Our story begins thirty-five years ago, when my father was just fifteen years old. Many early mornings in the milking parlor and long, hot days on the construction site had finally earned him enough money to buy a brand-new Ruger model 77 rifle, chambered in .300 Winchester mag. The sharp recoil landed hard against his small but wiry frame, but he was determined to conquer this rifle and that’s exactly what he did. His passion for this gun and shooting it well quickly turned into an obsession, which manifested itself in the proficiency and notoriety amongst my dad and the newly minted Warlord would soon gain.
Whitetails would be the first to feel the wrath of the Warlord. As a young man my father would roam the mountains and hills of Maryland, Virginia and West Virginia in search of these beautiful deer each autumn, and felled many with quick and deadly precision. One such instance was in the crisp opening morning air early in the 1980s. After an unsuccessful hunt, my father and his companions had gathered around the truck to recount the morning’s misfortune. Suddenly, upon a distant ridge a ten point buck came bounding out of the wood line and began racing across the field. Dad smoothly leveled his rifle across the hood of that old Chevy Cheyenne, settled the crosshairs on the buck’s line of travel, and fired. To the amazement of the onlookers, the buck folded mid stride and crashed to the earth in a tumbling heap some four hundred yards away.
Eventually wanderlust overtook my dad and he, with the Warlord safely in tow, made the journey west to the Rockies and the vast wilderness of central Idaho. Deer and elk were to be his principle quarry, and he would get his first opportunity within days of arrival on the deer of a lifetime. Upon his trusty horse Blue he glassed as dawn broke over the valley below. The spruce and fir trees that lined the landscape created a seemingly endless ocean of green. As he glassed diligently, the familiar gleam of antler and tawny hide rose from the tide and into view. This buck was tall and heavy with split brow tines, exactly what he had traveled west for. As Dad settled behind the scope and prepared for the shot, the buck did an about face and began his ascent up a distant hill. As the buck quickly began to fade over the roll of hill, a shot rent the air and the Warlord claimed its next victim. Three hundred yards away, the split brow eleven point lay dead, having crumpled and succumbed to a perfectly executed “Texas heart shot”. As he held the magnificent antlers of his Idaho trophy, my father wore an unerasable smile, one that signified the fulfillment of a childhood dream, catalyzed by his beloved rifle.
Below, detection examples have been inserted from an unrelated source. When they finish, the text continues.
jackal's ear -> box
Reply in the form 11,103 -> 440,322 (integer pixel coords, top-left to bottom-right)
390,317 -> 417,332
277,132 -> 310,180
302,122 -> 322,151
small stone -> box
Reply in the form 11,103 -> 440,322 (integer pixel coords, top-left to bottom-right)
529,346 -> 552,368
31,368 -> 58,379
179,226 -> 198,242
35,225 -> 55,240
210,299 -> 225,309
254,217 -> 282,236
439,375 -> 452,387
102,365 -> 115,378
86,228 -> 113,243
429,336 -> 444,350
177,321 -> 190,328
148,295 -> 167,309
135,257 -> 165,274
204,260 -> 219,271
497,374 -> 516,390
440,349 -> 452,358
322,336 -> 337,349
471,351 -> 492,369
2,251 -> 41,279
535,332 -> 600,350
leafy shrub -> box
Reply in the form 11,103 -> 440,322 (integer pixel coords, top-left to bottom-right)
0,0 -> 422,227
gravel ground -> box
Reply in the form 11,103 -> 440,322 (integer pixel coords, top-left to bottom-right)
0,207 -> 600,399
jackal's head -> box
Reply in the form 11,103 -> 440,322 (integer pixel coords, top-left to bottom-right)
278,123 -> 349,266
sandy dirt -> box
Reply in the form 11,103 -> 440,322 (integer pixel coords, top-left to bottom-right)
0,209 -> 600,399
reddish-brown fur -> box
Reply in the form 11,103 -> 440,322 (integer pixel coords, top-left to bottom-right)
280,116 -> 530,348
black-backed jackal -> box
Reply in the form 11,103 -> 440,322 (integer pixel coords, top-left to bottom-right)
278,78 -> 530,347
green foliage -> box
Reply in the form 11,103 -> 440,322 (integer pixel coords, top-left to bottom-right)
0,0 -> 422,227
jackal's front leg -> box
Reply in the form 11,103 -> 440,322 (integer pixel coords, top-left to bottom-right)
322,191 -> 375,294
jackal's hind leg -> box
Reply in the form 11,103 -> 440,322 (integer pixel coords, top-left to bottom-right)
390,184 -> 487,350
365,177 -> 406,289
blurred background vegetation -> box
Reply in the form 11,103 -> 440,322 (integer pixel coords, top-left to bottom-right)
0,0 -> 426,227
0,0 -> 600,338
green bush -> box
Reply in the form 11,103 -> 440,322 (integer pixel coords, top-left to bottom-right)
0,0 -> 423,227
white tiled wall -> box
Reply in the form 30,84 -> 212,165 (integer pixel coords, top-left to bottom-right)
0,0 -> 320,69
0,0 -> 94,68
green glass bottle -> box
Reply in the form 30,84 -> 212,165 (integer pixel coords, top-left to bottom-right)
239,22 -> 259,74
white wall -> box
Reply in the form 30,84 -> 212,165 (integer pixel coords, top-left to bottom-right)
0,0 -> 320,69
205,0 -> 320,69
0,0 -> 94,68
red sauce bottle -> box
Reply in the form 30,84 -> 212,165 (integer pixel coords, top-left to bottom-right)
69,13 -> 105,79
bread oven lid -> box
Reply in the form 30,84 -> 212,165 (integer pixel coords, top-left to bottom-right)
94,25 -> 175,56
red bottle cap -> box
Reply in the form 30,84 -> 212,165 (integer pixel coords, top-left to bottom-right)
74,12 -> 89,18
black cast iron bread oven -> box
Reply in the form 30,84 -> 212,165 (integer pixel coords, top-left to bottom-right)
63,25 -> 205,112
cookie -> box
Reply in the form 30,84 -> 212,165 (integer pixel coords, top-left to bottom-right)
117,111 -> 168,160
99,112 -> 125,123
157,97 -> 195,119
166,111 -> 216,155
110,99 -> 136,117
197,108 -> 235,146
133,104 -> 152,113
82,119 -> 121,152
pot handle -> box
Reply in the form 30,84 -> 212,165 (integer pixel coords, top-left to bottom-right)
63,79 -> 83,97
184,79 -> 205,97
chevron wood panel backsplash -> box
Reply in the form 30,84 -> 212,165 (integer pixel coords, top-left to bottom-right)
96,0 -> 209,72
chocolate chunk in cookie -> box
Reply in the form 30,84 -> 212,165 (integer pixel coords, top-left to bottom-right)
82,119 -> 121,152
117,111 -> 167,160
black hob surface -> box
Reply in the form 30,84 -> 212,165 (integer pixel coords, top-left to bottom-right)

A few years and a bull elk later (a story for another day because I surely can’t divulge everything), dad found himself back in Idaho, this time as a guide. One fateful morning he was accompanied by my grandfather, his client for the week. Pap had been intrigued by dad’s success and stories of the wilderness and the giants that it contained, and decided he wanted a piece of it. After making it to a good spot above the tree line to stop and glass, things took a turn. During the glassing a rock gave way beneath him, sending my father careening down the mountainside, finally coming to rest beneath a log. The log slowly began to crush him and the pain was excruciating. Pap rushed to his aid but was unable to free his son and panic had start to set in. However, in stroke of fate the Warlord had drifted to my father’s side during the fall and it proved to be an excellent lever. Dad let out a sigh as he pushed with all his power to relieve himself of the weight that held him captive, eventually freeing himself while the log disappeared over the edge of the mountain into the valley below. Just this once, the Warlord went from reaper to savior.
With the legend cemented and my mother waiting in the east, the Warlord returned home for the final time. My father continued to dazzle back home in the east, with many deer and a bear or two feeling the wrath of his rifle. One buck in particular fell victim to the Warlord’s kiss of death, even though his vitals were obstructed by the oak board of a split rail fence. This season, I will be carrying the Warlord with me into the woods. My father beamed with pride when I came to him with this proposition, saying only, “Treat her well, and she’ll take care of you just like she took care of me.” This season, I will feel every nick and scratch in the wood of the stock and feel the history come alive beneath my hands. This season, I will hopefully gaze into the scope and draw the crosshairs on the shoulder of a big whitetail buck, just as Dad did all those times. This season, I’ll be walking with the Warlord.